From: "Darrick J. Wong" <djwong@kernel.org>
To: Dave Chinner <david@fromorbit.com>
Cc: Catherine Hoang <catherine.hoang@oracle.com>,
"linux-xfs@vger.kernel.org" <linux-xfs@vger.kernel.org>
Subject: Re: proposal: enhance 'cp --reflink' to expose ioctl_ficlonerange
Date: Tue, 19 Sep 2023 17:00:58 -0700 [thread overview]
Message-ID: <20230920000058.GF348037@frogsfrogsfrogs> (raw)
In-Reply-To: <ZQk23NIAcY0BDpfI@dread.disaster.area>
On Tue, Sep 19, 2023 at 03:51:24PM +1000, Dave Chinner wrote:
> On Tue, Sep 19, 2023 at 02:43:32AM +0000, Catherine Hoang wrote:
> > Hi all,
> >
> > Darrick and I have been working on designing a new ioctl FICLONERANGE2. The
> > following text attempts to explain our needs and reasoning behind this decision.
> >
> >
> > Contents
> > --------
> > 1. Problem Statement
> > 2. Proof of Concept
> > 3. Proposed Solution
> > 4. User Interface
> > 5. Testing Plan
> >
> >
> > 1. Problem Statement
> > --------------------
> >
> > One of our VM cluster management products needs to snapshot KVM image files
> > so that they can be restored in case of failure. Snapshotting is done by
> > redirecting VM disk writes to a sidecar file and using reflink on the disk
> > image, specifically the FICLONE ioctl as used by "cp --reflink". Reflink
> > locks the source and destination files while it operates, which means that
> > reads from the main vm disk image are blocked, causing the vm to stall. When
> > an image file is heavily fragmented, the copy process could take several
> > minutes. Some of the vm image files have 50-100 million extent records, and
> > duplicating that much metadata locks the file for 30 minutes or more. Having
> > activities suspended for such a long time in a cluster node could result in
> > node eviction. A node eviction occurs when the cluster manager determines
> > that the vm is unresponsive. One of the criteria for determining that a VM
> > is unresponsive is the failure of filesystems in the guest to respond for an
> > unacceptably long time. In order to solve this problem, we need to provide a
> > variant of FICLONE that releases the file locks periodically to allow reads
> > to occur as vmbackup runs. The purpose of this feature is to allow vmbackup
> > to run without causing downtime.
>
> Interesting problem to have - let me see if I understand it
> properly.
>
> Writes are redirected away from the file being cloned, but reads go
> directly to the source file being cloned?
>
> But cloning can take a long time, so breaking up the clone operation
> into multiple discrete ranges will allow reads through
> to the file being cloned with minimal latency. However, you don't
> want writes to the source file because that results in the
> atomicity of the clone operation being violated and corrupting the
> snapshot.
>
> Hence the redirected writes ensure that the file being cloned does
> not change from syscall to syscall. This means the time interrupted
> clone operation can restart from where it left off and you still get
> an consistent image clone for the snapshot.
>
> Did I get that right?
Right.
> If so, I'm wondering about the general usefulness of this
> multi-syscall construct - having to ensure that it isn't written to
> between syscalls is quite the constraint.

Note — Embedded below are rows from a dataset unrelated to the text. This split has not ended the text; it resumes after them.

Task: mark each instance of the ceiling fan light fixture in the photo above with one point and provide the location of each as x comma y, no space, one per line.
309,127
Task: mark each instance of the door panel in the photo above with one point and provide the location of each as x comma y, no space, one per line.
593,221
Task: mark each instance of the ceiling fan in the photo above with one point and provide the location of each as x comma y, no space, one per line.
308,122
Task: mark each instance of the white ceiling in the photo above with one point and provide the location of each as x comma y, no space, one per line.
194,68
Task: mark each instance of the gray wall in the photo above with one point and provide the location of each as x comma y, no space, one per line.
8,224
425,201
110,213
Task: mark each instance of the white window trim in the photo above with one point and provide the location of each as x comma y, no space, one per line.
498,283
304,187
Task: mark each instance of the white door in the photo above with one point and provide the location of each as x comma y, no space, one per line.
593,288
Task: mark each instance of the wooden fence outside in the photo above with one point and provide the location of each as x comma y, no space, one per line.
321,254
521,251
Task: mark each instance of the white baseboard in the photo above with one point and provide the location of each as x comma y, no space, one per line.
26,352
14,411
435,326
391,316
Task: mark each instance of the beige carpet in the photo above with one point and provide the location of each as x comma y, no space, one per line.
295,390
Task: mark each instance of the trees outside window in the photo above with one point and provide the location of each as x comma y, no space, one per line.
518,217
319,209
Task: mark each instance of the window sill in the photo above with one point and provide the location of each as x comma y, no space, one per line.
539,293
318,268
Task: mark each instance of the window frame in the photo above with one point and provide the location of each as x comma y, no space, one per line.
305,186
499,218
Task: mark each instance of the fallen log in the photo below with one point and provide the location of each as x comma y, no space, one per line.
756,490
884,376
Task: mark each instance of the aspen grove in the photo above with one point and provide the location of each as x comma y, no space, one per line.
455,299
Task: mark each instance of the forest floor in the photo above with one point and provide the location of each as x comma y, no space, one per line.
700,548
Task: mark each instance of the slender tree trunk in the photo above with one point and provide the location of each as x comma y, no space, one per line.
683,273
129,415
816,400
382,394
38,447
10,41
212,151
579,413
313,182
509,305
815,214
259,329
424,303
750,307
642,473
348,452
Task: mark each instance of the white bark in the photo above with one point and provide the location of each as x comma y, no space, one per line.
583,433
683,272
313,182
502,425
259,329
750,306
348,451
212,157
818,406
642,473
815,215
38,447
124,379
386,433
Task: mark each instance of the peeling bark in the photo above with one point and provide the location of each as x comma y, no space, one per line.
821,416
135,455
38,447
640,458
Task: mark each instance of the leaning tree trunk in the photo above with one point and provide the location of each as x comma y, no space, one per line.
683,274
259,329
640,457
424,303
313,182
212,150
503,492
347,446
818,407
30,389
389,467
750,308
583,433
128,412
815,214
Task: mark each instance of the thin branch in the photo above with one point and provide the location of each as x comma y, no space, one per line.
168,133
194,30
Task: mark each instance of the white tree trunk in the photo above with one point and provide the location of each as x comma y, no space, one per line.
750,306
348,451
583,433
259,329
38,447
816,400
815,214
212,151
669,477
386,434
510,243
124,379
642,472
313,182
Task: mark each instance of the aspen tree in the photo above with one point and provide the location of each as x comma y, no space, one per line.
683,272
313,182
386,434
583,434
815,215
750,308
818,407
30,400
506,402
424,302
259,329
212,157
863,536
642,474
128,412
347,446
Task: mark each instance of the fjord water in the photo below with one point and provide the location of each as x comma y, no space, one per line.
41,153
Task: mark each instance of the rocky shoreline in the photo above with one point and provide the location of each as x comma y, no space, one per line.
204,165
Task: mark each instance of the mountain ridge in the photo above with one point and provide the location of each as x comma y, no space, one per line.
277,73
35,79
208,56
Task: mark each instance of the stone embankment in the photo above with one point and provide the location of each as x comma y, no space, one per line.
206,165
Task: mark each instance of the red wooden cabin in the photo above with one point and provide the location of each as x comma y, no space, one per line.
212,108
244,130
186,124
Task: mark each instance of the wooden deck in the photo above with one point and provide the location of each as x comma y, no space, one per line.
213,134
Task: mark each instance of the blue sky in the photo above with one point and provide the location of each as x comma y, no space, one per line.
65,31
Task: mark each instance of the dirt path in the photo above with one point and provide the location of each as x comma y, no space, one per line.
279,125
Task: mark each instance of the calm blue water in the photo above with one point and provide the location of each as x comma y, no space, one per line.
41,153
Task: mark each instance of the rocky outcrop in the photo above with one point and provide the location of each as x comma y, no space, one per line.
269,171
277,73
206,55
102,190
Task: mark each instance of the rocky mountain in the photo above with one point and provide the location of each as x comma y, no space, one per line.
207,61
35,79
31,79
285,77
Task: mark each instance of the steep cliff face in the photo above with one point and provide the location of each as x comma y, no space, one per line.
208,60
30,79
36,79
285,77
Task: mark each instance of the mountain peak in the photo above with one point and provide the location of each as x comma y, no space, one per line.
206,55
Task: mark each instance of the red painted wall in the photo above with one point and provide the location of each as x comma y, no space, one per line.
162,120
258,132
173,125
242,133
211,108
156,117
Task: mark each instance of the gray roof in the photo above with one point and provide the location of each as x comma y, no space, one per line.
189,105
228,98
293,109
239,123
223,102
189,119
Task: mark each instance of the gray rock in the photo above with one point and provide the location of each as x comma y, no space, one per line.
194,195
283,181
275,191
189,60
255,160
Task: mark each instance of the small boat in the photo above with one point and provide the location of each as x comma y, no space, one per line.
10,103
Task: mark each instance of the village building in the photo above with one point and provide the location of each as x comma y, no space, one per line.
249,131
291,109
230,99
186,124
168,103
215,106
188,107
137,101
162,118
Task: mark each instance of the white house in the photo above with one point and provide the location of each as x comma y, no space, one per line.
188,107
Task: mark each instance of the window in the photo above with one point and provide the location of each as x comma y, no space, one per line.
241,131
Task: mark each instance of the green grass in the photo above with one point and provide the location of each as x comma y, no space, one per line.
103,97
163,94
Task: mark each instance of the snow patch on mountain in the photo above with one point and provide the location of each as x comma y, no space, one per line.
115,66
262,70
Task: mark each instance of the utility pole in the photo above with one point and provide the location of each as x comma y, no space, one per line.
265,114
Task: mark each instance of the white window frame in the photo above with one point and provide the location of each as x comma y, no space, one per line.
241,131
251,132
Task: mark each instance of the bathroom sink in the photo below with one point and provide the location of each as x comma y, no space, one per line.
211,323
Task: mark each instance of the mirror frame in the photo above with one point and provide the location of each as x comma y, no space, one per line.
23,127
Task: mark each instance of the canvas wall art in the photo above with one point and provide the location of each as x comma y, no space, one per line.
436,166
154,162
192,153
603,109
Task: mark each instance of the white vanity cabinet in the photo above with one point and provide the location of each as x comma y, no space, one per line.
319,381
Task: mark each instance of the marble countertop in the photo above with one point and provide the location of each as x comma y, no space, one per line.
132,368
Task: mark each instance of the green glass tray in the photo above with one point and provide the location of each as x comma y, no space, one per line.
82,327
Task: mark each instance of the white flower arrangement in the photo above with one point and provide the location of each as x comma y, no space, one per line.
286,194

Write isolation is not that much of a constraint. Qemu can set up the
sidecar internally and commit the sidecar back into the original image.
libvirt wraps this functionality.
> I wonder if we can do better than that and not need a new syscall;
> shared read + clone seems more like an inode extent list access
> serialisation problem than anything else...
>
> <thinks for a bit>
>
> Ok. a clone does not change any data in the source file.
Right. The only modifications it does is to fsync the range, and that's
only an implementation detail of ocfs2 & xfs.
> Neither do read IO operations.
>
> Hence from a data integrity perspective, there's no reason why read
> IO and FICLONE can't run concurrently on the source file.
<nod>
> Writes we still need to block so that the clone is an atomic
> point in time image of the file, but reads could be allowed.
<nod>
> The XFS clone implementation takes the IOLOCK_EXCL high up, and
> then lower down it iterates one extent doing the sharing operation.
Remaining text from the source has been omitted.